Mercado de pescados está mudando, alerta coordenador de Comitê da Pesca da Fiesp

Alice Assunção, Agência Indusnet Fiesp

O mercado de pescados no Brasil está mudando para um patamar mais elevado. Com a penetração de produtos importados, o consumidor brasileiro vem ganhando opções de comprar peixes mais baratos, inclusive, que as espécies brasileiras.
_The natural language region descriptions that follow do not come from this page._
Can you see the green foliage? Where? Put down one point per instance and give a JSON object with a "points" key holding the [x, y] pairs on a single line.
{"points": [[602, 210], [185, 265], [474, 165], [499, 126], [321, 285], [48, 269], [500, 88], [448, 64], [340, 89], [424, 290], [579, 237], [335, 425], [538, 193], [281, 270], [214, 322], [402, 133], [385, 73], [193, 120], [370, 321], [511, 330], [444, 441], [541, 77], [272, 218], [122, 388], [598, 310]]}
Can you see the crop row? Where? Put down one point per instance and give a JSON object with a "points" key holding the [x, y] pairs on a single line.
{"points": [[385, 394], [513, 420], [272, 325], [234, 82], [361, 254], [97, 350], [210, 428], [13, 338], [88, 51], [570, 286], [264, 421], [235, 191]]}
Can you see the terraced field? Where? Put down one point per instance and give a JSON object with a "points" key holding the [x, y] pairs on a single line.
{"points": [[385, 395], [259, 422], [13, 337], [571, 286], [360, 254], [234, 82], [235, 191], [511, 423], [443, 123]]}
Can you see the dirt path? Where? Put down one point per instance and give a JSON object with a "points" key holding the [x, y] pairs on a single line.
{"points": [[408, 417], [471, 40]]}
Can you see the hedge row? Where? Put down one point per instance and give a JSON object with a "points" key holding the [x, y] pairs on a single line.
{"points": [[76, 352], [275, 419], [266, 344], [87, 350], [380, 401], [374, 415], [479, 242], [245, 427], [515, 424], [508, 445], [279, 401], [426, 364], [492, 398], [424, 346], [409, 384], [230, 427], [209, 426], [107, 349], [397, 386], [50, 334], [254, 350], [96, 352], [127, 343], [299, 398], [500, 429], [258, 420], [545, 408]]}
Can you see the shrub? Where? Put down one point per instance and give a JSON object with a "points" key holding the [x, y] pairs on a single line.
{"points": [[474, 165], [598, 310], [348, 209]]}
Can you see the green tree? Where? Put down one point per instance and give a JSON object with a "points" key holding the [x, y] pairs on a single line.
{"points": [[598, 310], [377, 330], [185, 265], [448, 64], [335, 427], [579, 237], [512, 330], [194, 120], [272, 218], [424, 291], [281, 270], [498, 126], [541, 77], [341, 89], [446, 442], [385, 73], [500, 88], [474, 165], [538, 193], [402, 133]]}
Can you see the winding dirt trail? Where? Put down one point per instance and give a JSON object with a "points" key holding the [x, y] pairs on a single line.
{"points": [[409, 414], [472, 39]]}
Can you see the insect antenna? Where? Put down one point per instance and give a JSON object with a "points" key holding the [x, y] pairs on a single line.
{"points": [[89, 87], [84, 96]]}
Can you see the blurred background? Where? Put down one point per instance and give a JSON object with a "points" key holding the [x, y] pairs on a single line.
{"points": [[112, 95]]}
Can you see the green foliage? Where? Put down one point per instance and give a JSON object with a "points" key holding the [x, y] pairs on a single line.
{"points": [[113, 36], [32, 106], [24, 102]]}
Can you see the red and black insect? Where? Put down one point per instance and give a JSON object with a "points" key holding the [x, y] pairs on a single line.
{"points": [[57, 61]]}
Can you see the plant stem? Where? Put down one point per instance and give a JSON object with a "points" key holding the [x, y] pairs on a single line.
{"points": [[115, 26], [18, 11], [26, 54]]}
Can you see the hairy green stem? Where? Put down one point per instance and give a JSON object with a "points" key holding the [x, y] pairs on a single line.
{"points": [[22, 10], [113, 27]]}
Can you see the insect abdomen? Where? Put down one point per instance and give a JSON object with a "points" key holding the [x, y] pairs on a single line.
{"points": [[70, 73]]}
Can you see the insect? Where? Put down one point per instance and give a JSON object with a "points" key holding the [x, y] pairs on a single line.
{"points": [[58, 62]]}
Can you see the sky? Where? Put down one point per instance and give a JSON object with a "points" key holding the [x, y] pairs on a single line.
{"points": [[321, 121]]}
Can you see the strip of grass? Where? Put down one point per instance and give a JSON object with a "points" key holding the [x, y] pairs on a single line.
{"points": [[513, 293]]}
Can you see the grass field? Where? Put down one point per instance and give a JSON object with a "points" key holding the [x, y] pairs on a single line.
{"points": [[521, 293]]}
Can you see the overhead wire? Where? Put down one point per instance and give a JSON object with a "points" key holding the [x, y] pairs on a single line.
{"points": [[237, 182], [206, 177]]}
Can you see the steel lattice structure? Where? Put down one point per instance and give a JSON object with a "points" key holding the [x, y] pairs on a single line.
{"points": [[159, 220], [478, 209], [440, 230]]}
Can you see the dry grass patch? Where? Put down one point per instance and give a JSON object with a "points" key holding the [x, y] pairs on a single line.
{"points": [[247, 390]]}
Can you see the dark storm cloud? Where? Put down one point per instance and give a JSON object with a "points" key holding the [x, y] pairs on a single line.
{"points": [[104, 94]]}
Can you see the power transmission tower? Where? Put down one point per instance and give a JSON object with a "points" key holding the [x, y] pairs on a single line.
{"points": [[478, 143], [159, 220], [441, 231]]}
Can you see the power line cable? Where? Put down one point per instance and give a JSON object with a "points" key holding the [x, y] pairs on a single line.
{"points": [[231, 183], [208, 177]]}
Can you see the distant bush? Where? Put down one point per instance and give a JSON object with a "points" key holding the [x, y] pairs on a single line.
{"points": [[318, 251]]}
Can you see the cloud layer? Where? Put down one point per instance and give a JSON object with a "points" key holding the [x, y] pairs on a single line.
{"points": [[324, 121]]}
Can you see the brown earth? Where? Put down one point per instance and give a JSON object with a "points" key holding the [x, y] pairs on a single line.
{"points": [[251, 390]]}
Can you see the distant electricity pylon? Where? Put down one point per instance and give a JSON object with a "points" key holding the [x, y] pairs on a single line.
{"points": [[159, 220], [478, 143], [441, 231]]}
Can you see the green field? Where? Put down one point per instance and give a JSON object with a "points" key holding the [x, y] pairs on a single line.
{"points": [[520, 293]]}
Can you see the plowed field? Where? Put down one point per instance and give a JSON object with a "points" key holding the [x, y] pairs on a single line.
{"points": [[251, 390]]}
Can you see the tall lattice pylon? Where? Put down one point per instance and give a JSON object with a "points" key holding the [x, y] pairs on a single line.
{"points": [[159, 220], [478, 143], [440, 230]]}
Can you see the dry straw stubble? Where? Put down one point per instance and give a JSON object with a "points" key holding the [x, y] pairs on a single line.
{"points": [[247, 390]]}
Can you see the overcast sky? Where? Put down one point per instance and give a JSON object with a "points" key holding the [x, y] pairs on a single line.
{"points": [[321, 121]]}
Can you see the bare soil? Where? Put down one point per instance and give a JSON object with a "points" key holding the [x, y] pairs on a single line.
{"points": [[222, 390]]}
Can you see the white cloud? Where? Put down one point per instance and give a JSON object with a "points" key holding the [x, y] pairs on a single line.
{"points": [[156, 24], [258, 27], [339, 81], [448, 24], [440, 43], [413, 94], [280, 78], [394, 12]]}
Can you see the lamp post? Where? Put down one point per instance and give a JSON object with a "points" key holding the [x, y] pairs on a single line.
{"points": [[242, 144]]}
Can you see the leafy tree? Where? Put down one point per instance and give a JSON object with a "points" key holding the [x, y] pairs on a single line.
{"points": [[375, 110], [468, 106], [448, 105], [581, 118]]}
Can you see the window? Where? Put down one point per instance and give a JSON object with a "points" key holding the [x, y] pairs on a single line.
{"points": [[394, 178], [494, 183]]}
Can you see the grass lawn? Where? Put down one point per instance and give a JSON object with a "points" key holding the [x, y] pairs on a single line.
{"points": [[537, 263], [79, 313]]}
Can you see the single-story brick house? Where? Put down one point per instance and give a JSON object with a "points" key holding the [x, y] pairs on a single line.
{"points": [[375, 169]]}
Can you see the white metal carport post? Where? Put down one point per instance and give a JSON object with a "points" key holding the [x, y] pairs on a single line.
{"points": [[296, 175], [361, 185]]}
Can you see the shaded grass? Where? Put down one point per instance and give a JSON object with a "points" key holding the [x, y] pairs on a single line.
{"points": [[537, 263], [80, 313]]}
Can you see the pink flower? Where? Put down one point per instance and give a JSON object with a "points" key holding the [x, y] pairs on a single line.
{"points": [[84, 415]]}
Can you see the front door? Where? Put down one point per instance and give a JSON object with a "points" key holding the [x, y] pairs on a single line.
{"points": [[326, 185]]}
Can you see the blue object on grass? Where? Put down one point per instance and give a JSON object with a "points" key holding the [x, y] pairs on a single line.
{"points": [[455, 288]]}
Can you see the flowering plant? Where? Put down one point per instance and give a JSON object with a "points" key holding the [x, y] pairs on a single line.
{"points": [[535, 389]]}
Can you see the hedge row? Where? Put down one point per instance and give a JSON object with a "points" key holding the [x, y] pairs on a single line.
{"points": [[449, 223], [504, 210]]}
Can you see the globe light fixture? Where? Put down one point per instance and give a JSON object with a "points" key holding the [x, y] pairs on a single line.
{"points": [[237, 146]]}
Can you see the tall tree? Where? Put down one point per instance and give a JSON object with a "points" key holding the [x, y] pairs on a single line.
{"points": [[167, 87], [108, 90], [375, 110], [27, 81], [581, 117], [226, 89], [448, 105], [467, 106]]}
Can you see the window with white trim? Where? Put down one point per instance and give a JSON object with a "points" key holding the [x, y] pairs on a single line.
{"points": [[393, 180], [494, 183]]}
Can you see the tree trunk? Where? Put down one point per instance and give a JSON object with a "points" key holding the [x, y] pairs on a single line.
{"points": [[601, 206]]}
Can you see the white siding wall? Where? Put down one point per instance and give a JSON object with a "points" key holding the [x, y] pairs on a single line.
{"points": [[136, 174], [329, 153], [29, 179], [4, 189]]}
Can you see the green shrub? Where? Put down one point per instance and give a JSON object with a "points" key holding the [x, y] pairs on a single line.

Por isso, os produtores do setor devem se preparar aproveitar o momento, alertou nesta sexta-feira (25/4) o coordenador-titular do Comitê da Cadeia Produtiva da Pesca (Compesca) da Federação das Indústrias do Estado de São Paulo (Fiesp), Roberto Imai.

“O mercado de peixe está virando coisa de gente grande. Algumas empresas de carne estão trabalhando com marca própria de pescado. O mercado está mudando e temos que estar alerta a isso e saber aproveitar o momento e não ser pego pelo momento”, afirmou Imai aos membros do Compesca, que se reuniram na sede da Fiesp.

Imai: “Mercado está mudando e temos que estar alerta”. Foto: Helcio Nagamine/Fiesp

 

Durante a reunião mensal do comitê, os participantes – a maioria produtores – também discutiram legislação, impacto ao meio ambiente e os desafios para tornar o setor produtivo competitivo, sobretudo, no mercado brasileiro.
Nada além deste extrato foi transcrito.